The Baller: A Down and Dirty Football Novel

We talked for a while about the move and how they were settling into Atlanta life. Then she surprised me. “How are things between you and that handsome quarterback going?”

The fight between Brody and Colin had brought my relationship with Brody into the news. I’d wondered if it had made its way to Atlanta. “Um . . . we’re not . . . ”

“Oh. I’m sorry, honey. I just thought . . . well, I saw some pictures of the two of you, and the way you looked at him . . . I just thought maybe you had found someone.”

“The way I looked at him?”

“You looked happy. I thought I saw the way you looked at Drew in your eyes. I was hopeful.”

I didn’t know what to say. “It didn’t work out.”

She was quiet for a long time. I thought maybe we’d been disconnected. “Mrs. Martin? Jana?”

“I’m here.”

“Oh. I thought I lost you for a minute.”

“Sweetheart, I could be totally out of line, but I’m going to say this anyway. Do you remember a few weeks before the draft when you broke up with Drew? Because you wanted him to be able to focus on school and football, and he didn’t want to leave you behind?”

“Yes.”

“You cared about him so much, you wanted him to succeed and be happy, even if it meant you didn’t get to be with him.”

“I remember. I told him I didn’t want to go out with him anymore. He was pissed for about ten minutes, then stormed back in, realizing what I was doing. He could always see right through me.”

“Well, he felt the same way about you, you know.”

“I know.” There had never been any doubt in my mind that Drew loved me.

“But do you understand what I’m saying? Drew would want you to meet someone. He would want you to move on. Be happy. Fall in love. Have a family someday.”

“Of course he would. I just haven’t met anyone who could replace Drew.”

“That’s what I worry about, Delilah. No one has to replace Drew. He’ll always have a place in your heart. But you can love two men at the same time. You just love them differently.”

It wasn’t lost on me that Brody had basically said the same thing.

“Thanks, Jana.”

“Don’t be afraid to love again, dear.”

I spent a long time that afternoon sitting beside Drew’s grave. Unlike other times I came to visit, my time wasn’t spent crying. Instead, I thought about what Jana had said. Was I afraid to love again? Light snow started falling before I left. Unlike most New Yorkers, I loved the winter. Hot chocolate, bright lights, warm sweaters, snow, and football.

I leaned my head back, opened my mouth, and stretched my arms wide to catch the flakes as they came down. After a few minutes, I wished Drew a Happy Birthday and headed back to my car. Reaching the sidewalk, a hundred feet from the warm confines of my Jetta, I slipped on that pretty white snow I’d just been enjoying. I wiped out, landing on my ass with both feet up in the air. For some reason, I went hysterical laughing.

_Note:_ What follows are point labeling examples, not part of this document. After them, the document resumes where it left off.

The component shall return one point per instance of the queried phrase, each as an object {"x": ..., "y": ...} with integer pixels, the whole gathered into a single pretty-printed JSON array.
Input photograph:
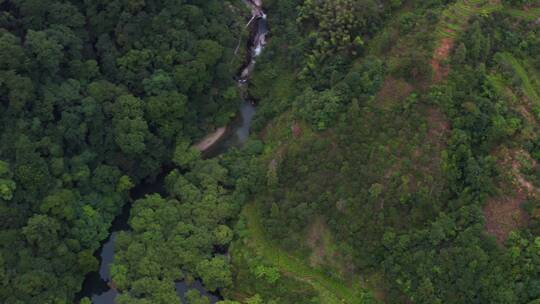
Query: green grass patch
[
  {"x": 455, "y": 17},
  {"x": 524, "y": 76},
  {"x": 330, "y": 290},
  {"x": 528, "y": 15}
]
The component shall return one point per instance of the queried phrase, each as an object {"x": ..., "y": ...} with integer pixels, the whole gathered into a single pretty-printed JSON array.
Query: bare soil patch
[
  {"x": 441, "y": 54},
  {"x": 393, "y": 91},
  {"x": 504, "y": 213}
]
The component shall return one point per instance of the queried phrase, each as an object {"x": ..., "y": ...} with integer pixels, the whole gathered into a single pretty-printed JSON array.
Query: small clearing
[
  {"x": 330, "y": 289},
  {"x": 392, "y": 91},
  {"x": 503, "y": 213},
  {"x": 454, "y": 20},
  {"x": 440, "y": 69}
]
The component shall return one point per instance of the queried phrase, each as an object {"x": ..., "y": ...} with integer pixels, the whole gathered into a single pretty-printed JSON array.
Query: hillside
[{"x": 269, "y": 152}]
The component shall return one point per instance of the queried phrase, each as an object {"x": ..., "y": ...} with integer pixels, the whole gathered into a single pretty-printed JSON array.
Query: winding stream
[{"x": 97, "y": 284}]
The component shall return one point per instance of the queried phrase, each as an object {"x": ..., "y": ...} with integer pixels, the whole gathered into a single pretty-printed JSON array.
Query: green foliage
[
  {"x": 319, "y": 108},
  {"x": 94, "y": 97}
]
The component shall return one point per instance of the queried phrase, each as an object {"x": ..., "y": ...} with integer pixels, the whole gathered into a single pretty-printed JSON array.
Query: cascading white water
[{"x": 259, "y": 39}]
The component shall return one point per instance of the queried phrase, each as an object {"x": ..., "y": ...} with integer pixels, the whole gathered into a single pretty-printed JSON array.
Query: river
[{"x": 96, "y": 285}]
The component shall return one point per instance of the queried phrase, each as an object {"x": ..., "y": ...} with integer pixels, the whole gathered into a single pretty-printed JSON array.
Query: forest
[{"x": 393, "y": 155}]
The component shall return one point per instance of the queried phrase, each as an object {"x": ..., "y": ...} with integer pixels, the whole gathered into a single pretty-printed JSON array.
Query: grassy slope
[
  {"x": 330, "y": 290},
  {"x": 524, "y": 76}
]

An elderly man walking by with his wife stopped to help me up, but I waved them off, unable to speak through my fit of laughter.

I sat there alone on the sidewalk, the snow frosting my hair white, and cackled until my laugh turned into a cry. The cry turned into a sob before I finally got up. My teeth were chattering, my lips were swollen from the bite of winter, and my body trembled. I was a mess . . . but for some reason, everything seemed to be clear all of a sudden. It wasn’t that I was afraid to fall in love. I was pretty sure I had done that already. I was afraid that if something happened again, I wouldn’t be able to get back up.





Chapter 40


Brody

“Ready to go, you damn cripple?” Grouper took his time getting up, his bones creaking as he lifted himself from a chair in the dining hall.

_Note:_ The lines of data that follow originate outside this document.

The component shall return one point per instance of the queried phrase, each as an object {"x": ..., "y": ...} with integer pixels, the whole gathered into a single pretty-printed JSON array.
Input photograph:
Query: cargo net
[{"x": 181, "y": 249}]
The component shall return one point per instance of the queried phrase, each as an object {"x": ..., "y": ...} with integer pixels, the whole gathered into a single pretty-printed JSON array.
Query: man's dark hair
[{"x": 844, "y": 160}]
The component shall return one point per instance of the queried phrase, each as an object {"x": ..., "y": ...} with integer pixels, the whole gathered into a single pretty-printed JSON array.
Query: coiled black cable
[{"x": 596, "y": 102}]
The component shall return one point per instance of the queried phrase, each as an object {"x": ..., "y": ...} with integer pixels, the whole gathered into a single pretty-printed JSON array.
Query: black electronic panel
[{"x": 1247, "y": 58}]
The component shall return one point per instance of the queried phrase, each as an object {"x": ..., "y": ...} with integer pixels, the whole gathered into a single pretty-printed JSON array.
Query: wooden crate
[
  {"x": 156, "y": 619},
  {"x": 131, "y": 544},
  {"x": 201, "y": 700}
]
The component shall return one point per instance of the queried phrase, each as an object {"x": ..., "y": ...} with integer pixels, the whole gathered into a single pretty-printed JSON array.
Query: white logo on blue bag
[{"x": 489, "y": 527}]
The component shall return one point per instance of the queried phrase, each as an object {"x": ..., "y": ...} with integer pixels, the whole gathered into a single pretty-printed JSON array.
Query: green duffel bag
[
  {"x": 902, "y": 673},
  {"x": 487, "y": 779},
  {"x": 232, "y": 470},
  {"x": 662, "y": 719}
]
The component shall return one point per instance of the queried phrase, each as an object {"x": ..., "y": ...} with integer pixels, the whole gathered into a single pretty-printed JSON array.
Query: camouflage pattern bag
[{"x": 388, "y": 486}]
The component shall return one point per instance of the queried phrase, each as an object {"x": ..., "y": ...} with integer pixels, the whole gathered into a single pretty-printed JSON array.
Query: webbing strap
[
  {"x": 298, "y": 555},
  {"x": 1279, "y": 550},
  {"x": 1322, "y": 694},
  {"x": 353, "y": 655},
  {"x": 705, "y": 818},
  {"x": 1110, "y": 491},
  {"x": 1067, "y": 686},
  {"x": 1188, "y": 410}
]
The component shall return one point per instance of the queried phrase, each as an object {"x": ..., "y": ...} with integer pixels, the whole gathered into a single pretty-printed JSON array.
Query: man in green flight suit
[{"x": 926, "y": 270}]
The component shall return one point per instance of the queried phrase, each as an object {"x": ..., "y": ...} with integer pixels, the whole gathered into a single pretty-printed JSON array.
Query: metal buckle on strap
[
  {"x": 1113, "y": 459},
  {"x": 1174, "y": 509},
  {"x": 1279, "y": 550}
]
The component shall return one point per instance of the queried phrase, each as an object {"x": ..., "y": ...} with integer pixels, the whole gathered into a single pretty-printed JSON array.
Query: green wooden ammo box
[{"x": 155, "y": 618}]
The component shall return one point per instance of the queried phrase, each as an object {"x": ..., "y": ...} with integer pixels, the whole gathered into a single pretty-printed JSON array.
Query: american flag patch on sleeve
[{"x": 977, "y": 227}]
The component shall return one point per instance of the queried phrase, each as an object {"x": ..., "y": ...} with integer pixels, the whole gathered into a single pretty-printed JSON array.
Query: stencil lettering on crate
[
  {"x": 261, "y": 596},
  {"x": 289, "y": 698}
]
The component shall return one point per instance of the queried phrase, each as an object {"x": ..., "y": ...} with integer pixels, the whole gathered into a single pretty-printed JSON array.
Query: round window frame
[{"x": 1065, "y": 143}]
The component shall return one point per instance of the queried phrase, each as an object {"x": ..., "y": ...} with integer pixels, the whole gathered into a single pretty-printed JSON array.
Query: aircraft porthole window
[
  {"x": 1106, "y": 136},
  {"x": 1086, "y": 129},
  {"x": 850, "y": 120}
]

He wagged his bony finger at me. “You should be so lucky to be in as fine a shape as I’m in when you get to be the ripe old age of sixty.”

“Sixty? Who you kidding? You have age spots older than sixty.”

Grouper grumbled something under his breath. He lifted a box off the table. “This is the last of Marlene’s things. There’s a nice little gold cross necklace in there and some old coins—not sure if they have any value or not. Everything else is pretty much paperwork. We donated everything to Phoenix House like you asked. They were pretty excited to get all those clothes. More than half of ’em had the tags on still. You sure did spoil her.”

“She deserved it.” I took the box from Grouper and waved goodbye to Shannon at the nurses’ station as we walked to the front door.

“That place said you’d be surprised at how many of their patients aren’t young kids anymore. Drug and alcohol rehabs are more than thirty percent women over the age of fifty.” He shook his head. “Would never have guessed.”

I didn’t know the statistics, but I knew Marlene would want her stuff to go to a place where people were trying to get help. “Thanks for taking care of that for me.”